The characters Dodd meets in tinsel town are more like caricatures than real people. There's the blustering movie director Koslofski (Alan Mowbray), the alcoholic producer Quintain (Humphrey Bogart), the annoying publicist Potts (Jack Carson), and the prima donna of all time Thelma Cheri (Marla Shelton). Even Dodd himself is the consummate number cruncher, reducing meaningful personal relationships to "cogs" and "units". The only real heart and soul person that Dodd discovers is the delightful former child star Lester Plum (Joan Blondell), reduced to stand in roles that earn her a meager forty dollars a week when she can get the work.

The film has a lot of bizarre scenes that produce double takes, such as the Shirley Temple wanna be that performs on the spot auditions, and the seal and penguin act that share a room in the boarding house where Miss Plum resides. Blondell's character earns Dodd's interest when she uses a judo flip to throw him on his keester; that move will be repeated more than once as the film progresses.

At the center of Dodd's investigation is the production of a guaranteed to flop movie that will put Colossal over the financial edge and insure a bargain basement sale to big shot businessman Ivor Nassau (C. Henry Gordon), who will then lay off virtually the entire studio. The name of the film, and you better sit tight, is "Sex and Satan" - it's a jungle movie! With lines like "Goodbye little jungle goddess", the movie is guaranteed to be dead out of the water. Making lemonade out of this lemon will take some doing, but Dodd puts on his best human face and organizes the masses for a final rally to save the day. And all of this after being fired by Pettypacker!

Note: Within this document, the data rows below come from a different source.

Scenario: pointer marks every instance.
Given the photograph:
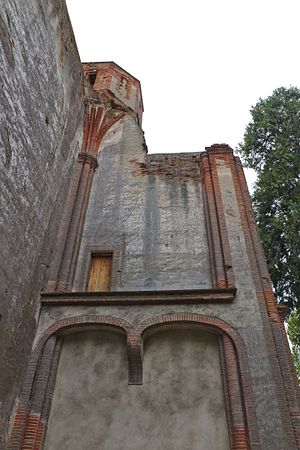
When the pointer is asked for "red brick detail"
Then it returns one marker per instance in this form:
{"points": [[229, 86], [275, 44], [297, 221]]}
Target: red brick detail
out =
{"points": [[28, 431], [97, 121], [135, 358], [69, 233], [220, 256], [287, 389], [244, 433], [239, 440], [18, 428]]}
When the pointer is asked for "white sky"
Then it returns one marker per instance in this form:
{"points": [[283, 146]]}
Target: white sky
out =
{"points": [[202, 64]]}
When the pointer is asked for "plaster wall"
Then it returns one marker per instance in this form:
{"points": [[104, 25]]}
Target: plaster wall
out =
{"points": [[243, 314], [40, 133], [179, 406], [157, 221]]}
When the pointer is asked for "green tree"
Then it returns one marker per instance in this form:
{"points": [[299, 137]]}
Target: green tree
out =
{"points": [[271, 146]]}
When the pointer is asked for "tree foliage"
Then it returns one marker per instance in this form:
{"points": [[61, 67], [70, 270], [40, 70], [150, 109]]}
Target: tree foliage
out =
{"points": [[271, 146], [294, 335]]}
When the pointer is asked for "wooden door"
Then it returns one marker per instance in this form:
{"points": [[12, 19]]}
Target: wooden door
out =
{"points": [[100, 273]]}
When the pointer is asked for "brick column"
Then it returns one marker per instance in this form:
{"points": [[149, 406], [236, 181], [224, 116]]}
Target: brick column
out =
{"points": [[63, 266], [98, 120], [220, 257]]}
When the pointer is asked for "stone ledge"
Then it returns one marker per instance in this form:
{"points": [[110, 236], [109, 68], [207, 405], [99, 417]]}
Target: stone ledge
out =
{"points": [[190, 296]]}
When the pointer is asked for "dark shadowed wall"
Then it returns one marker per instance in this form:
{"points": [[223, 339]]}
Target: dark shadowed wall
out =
{"points": [[40, 133]]}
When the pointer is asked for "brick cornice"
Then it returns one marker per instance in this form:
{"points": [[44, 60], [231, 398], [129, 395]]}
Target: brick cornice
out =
{"points": [[89, 158], [190, 296]]}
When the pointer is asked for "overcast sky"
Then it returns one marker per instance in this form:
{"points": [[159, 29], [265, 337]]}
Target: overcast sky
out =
{"points": [[202, 64]]}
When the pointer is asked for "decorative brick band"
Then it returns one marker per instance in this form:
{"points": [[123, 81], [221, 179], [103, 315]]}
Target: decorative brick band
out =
{"points": [[244, 425], [99, 118], [29, 427], [187, 296]]}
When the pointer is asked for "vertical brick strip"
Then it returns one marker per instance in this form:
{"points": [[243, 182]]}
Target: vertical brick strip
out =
{"points": [[213, 224], [267, 305], [239, 440], [34, 424], [98, 120], [64, 227], [83, 211], [74, 232], [226, 388], [48, 397], [225, 153], [135, 358]]}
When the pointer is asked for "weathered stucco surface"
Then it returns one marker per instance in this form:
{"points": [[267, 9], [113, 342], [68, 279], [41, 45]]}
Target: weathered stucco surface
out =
{"points": [[157, 221], [243, 314], [179, 406], [40, 131]]}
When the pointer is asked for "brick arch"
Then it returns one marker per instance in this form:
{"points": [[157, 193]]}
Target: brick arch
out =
{"points": [[30, 421], [237, 382]]}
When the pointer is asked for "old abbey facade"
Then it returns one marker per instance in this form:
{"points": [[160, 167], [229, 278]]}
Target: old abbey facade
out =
{"points": [[156, 328]]}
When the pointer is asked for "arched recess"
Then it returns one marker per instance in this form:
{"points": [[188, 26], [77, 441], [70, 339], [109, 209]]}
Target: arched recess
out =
{"points": [[30, 421], [30, 424], [237, 382]]}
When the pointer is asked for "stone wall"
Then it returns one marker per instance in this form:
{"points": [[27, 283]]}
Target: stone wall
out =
{"points": [[40, 133], [179, 406], [149, 210]]}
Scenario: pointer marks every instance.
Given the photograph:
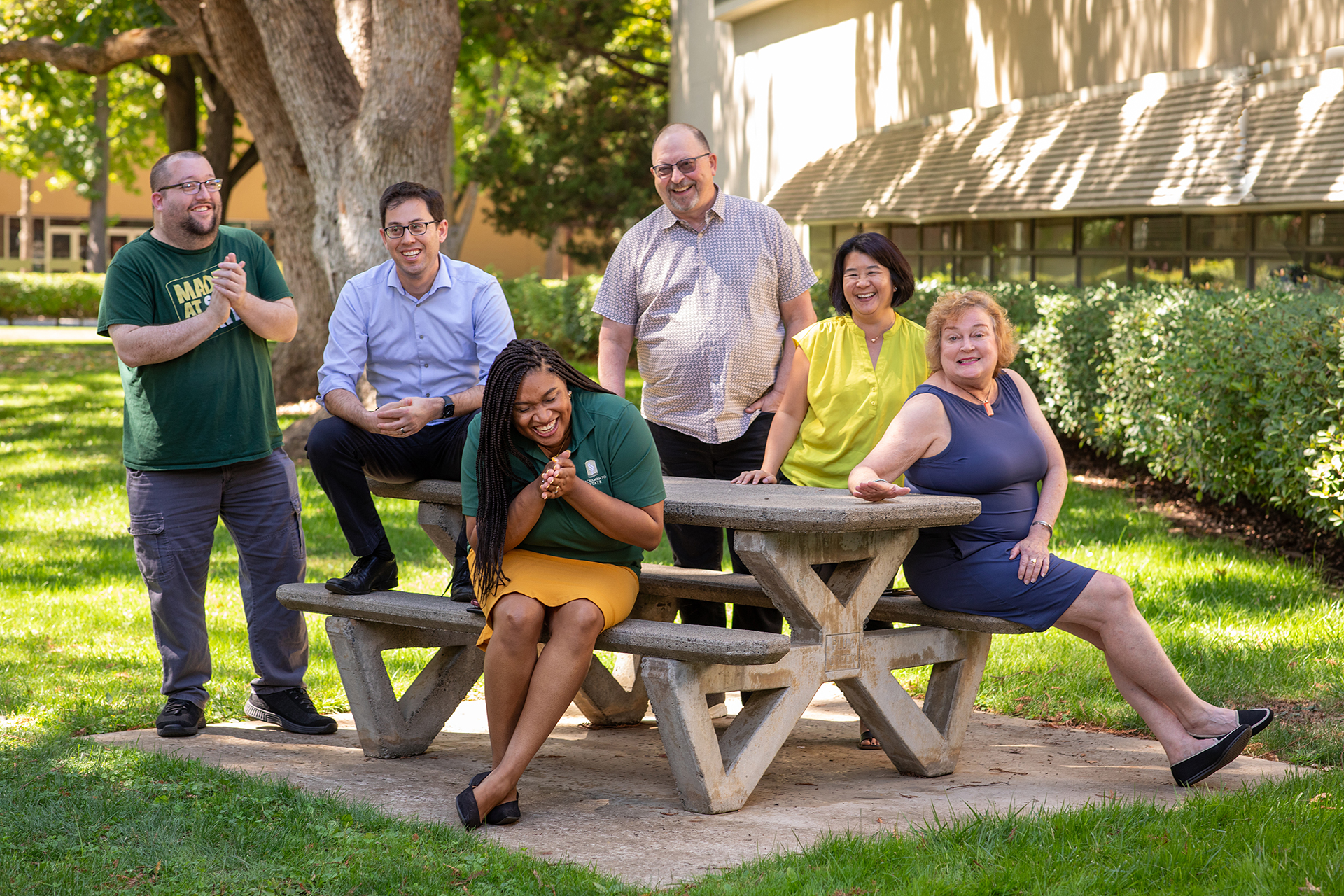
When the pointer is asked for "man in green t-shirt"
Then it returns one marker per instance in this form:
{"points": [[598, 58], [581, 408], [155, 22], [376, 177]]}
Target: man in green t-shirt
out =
{"points": [[190, 307]]}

I would probably never have seen this film had I not been such a loyal Humphrey Bogart fan. Though he's third billed behind Howard and Blondell, his screen time is nominal, alternating between one of the studio heavies and his later conversion to a Dodd ally. It's a rare comic role for Bogey in which he appears somewhat uncomfortable, but ultimately satisfying once he decides to ditch gold digger Thelma Cheri and edit a gorilla into her jungle scenes.

The movie closes on the hint of a romance between Dodd and Miss Plum, just about when she's run out of options and hope of pinning him down. Fortunately the number cruncher decides to have a heart, as unlikely as that may have seemed at the outset. It's a well deserved finale for Joan Blondell's character, her good natured warmth and sincerity deserved to win out in the end.